Mumbai: In 2012, Elon Musk revived an interest in pneumatic tube transportation system and named it hyperloop, a proposed mode of passenger and freight transportation that would propel a pod-like vehicle through a near-vacuum tube at greater than airline speed.
The concept generated a lot of interest, with many people deciding to work on the project. One of the top contenders for demonstrating this technology is Hyperloop One, which was founded in 2014 in Los Angeles. In an interview, the company’s chief executive officer Rob Lloyd and senior vice-president global field operations Nick Earle talk about what brings them to India.
Edited excerpts:
What brings you to India?
Lloyd: The potential in India is one of the reasons we are here. We haven’t spent much time here yet because from our experience when you come to India you better be prepared to invest, spend time and do a good job and not just show up and come back sometime later.
So, we have been spending most of our time in validating some of the concepts in engineering, bringing the company to a certain point. Just now we are actually ready to say that it is probably one of the best examples on how this technology can be used in transformation of the way to align with the objectives of the government and do everything that is in consistent with Indian government policy. Make and manufacture in India, in addition to vibrant IT sector infrastructure that has existed here. Build new jobs and create new models of cities.
As the population continues to urbanize over next 50 years, we would need different ways to move inside and between the cities. This would need to redefine a city when you connect cities that are 200km apart. You live in one and you work in another.
Earle: We did analysis of which countries of the world would have highest potential, and three regions were shortlisted – Middle East, North America and India. Reasons for that are because the primary driver about this is large number of population, infrastructure is not as good as it should be.
The world is still debating whether hyperloop is still at an experimental stage. Is this the right time for a developing country like India to invest in it?
Lloyd: We are gonna prove the technology in the next few months. So you can see hyperloop moving. Now, how do we change the concept into a commercial opportunity? The country which adopts the technology first is going to have a whole ecosystem built around. There is a whole new industry that needs to be built around this new mode of transportation. The Germans, Japanese and Koreans have done high-speed railways.
The question is which country is going to be able optimize large investment in infrastructure and also drive the innovation and transformation going on in transportation. We can alleviate some traffic challenges. Think of a country that can leapfrog in technology and build an ecosystem of leading firms around that.
We are perfectly fine if someone tells us that we have to see the technology first. We are hearing countries are competing right now to be the first.
Earle: India doesn’t need studies. Our approach is we’ll prove it, we’ll raise hundreds of billions of dollars and when we prove it and then we bring it to the country. There is a lot of confusion in the Indian press about the companies working on Hyperloop. We are in the business of doing infrastructure, engineering, working on hard concept and owning the intellectual property rights.

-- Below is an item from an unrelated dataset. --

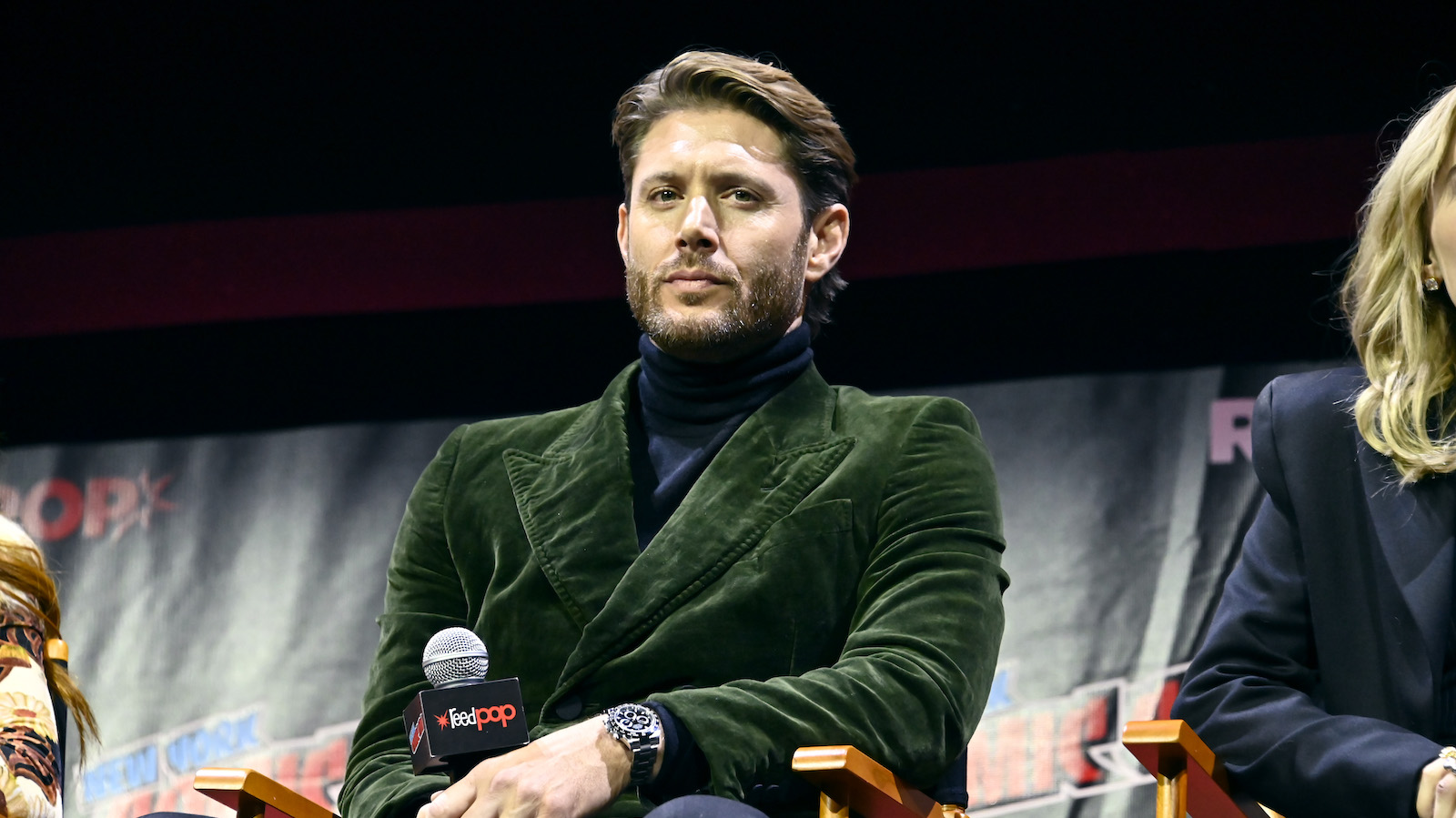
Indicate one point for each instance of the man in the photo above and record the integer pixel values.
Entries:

Does India need science project theory or the live project?
What kind of approach will you take for India?
Earle: Step I—build it, prove it. Step II—bring central government and state government representatives to Vegas to show them. Step III—we need to have some suggestive routes that we have probably got in the global challenge. Step IV is to actually start negotiations with business community in India and the government. Hyperloop will provide much more cost benefit than high-speed rails.
Lloyd: We can go into city without disturbing the city. We can go underground and no need for government to buy land. India is going to build a lot of smart cities, say for example between Delhi and Mumbai from where you can get into Delhi or Mumbai in 30 minutes. We are looking at both inter-city and intra-city transportation concept for India.